Review by ClemofNazareth
SPECIAL COLLABORATOR Prog Folk Researcher
3 stars The second Sage album is a bit of a sampler of sounds, but in all I find it to be a fairly ear- pleasing collection. Paul Brett would go on to amass a fairly large discography of pretty serious guitar music, but at this point in his career he seemed to still be trying to find his niche.

Flautist Nicky Higginbottom had departed by the time the group entered the studio to record these songs, but her sounds are replaced by both Titus Groan guitarist Stuart Cowell as well as some rather lush orchestral arrangements. The effect of both are noticeable and welcome, although the foolish lilt Higginbottom added to the band’s debut album is somewhat missed.

Like I said, these songs contain a mix of sounds, many of them leaning in the direction of pop. The opening “Cottage Made for Two” for example (penned by bassist Dick Dufall) is an obvious nod to the Everly Brothers, and the follow-up “Hold My Hand Mother” as well as “Good Old-Fashioned Funky Kind Of Music” are both sort of Sam & Dave type things. “Goodbye Forever” is a little bit Beatles-sounding, and “I Fell So Far” isn’t too far away from the early Cat Stevens sound (while the guitar could also be construed as a John Denver- picked piece).

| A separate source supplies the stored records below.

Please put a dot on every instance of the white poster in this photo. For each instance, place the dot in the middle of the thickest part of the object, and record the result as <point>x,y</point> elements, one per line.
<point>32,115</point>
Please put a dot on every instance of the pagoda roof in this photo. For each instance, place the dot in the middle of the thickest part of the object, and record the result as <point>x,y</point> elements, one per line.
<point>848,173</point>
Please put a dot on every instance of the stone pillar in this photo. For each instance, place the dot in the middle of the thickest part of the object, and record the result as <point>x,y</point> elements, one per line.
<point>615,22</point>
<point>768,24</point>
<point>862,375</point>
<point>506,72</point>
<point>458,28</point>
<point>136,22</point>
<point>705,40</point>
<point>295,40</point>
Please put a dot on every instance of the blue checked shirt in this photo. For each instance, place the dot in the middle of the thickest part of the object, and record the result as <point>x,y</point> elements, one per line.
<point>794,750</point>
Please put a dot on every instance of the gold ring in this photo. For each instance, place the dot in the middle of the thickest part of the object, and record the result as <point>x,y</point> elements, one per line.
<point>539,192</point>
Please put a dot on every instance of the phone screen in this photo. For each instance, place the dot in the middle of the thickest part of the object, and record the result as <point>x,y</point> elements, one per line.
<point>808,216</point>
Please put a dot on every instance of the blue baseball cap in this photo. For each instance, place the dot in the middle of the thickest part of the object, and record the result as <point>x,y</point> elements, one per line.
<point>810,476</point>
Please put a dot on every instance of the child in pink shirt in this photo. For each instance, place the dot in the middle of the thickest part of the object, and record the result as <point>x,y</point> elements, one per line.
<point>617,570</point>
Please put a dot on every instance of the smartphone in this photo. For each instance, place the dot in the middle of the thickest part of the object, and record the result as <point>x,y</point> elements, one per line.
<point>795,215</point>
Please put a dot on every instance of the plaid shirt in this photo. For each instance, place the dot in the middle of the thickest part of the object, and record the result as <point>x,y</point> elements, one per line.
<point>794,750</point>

But despite the heavy pop and R&B influences this is in the end a fairly progressive folk album. Brett’s guitar picking alone are worth picking the album up for. Though he was only in his early twenties when these songs were recorded, his confidence and adept fingers project the sound of a much more mature musician. The orchestral arrangements, something not that unusual with pop, folk and rock music of the early seventies, are well- placed and understated on the tracks where they appear (“Written in Winter” for example, which also features gorgeous electric guitar from Brett, bongos and other acoustic percussion). That one has a little bit of the Beatles in it as well.

The two most memorable tracks are “Tuesday Evening”, a lazy summer tune that includes more orchestral backing and tight two-part vocal harmonies; and “Help Me Jesus”, one of four John Hutcheson-penned songs that tells tale of a good kid gone bad who realizes he’s in over his head, a scenario played out not only during the early seventies but pretty much throughout recorded history. That one also reminds me of a lot of Jesus-freak music of the late sixties/early seventies (U.S. Apple Corps, Caedmon, Earthen Vessel, bands like that).

The title track gets a little funky with some wailing electric guitar, lyrics about the hand of the Devil, and dire warnings as to the fate of ne’er do wells. The contrast between this song and the prior “Help Me Jesus” remind me of the transition from “All the World” to “Child of Innocence” on Kansas’ Masque album which would release a few years later.

I’d lean just slightly toward the band’s debut album if forced to pick a favorite of the three they recorded, but just barely. This is a tightly written, well-executed and professionally produced bit of studio work, and once again I’ll express surprise that Paul Brett’s Sage didn’t make more of a go of things considered how well they melded together as a band. I’m only going to give this one three stars, but this is as close to a four-star record as I think a band could get without quite achieving that status. I may even revisit that rating in the future, as I’m already having second thoughts. Well recommended.

peace

Review by kenethlevine
SPECIAL COLLABORATOR Prog-Folk Team
2 stars After an electrifying debut that announced the new decade while still winking back at the 1960s, PAUL BRETT's SAGE well and truly regressed in both ambition and appeal with "Jubilation Foundry". Tilting in a blues pop direction, tracks like "Hold my Hand Mother", "Pasadena Days", and "Goodbye Forever" seem a far cry from the kinetic explorations of the prior year, and indeed even Brett's accompaniment is curtailed, a pity since his aptitude possesses the capacity to elevate even mediocre and derivative songwriting. Instead, apart from on "Help me Jesus", it is mostly exploited on a few of the better compositions, particularly the CSNY like "Tuesday Evening" and to PHIL OCHS/GORDON LIGHTFOOT styled "I Fell so Far". Mike Gibbs is credited with "orchestral arrangements", which do enhance "Keeper of my Heart" and the aforementioned "Tuesday Evening". These relative high points do little more than salvage clunky cast iron from "Jubilation Foundry". though fans of old rock may regard it as a hot mess.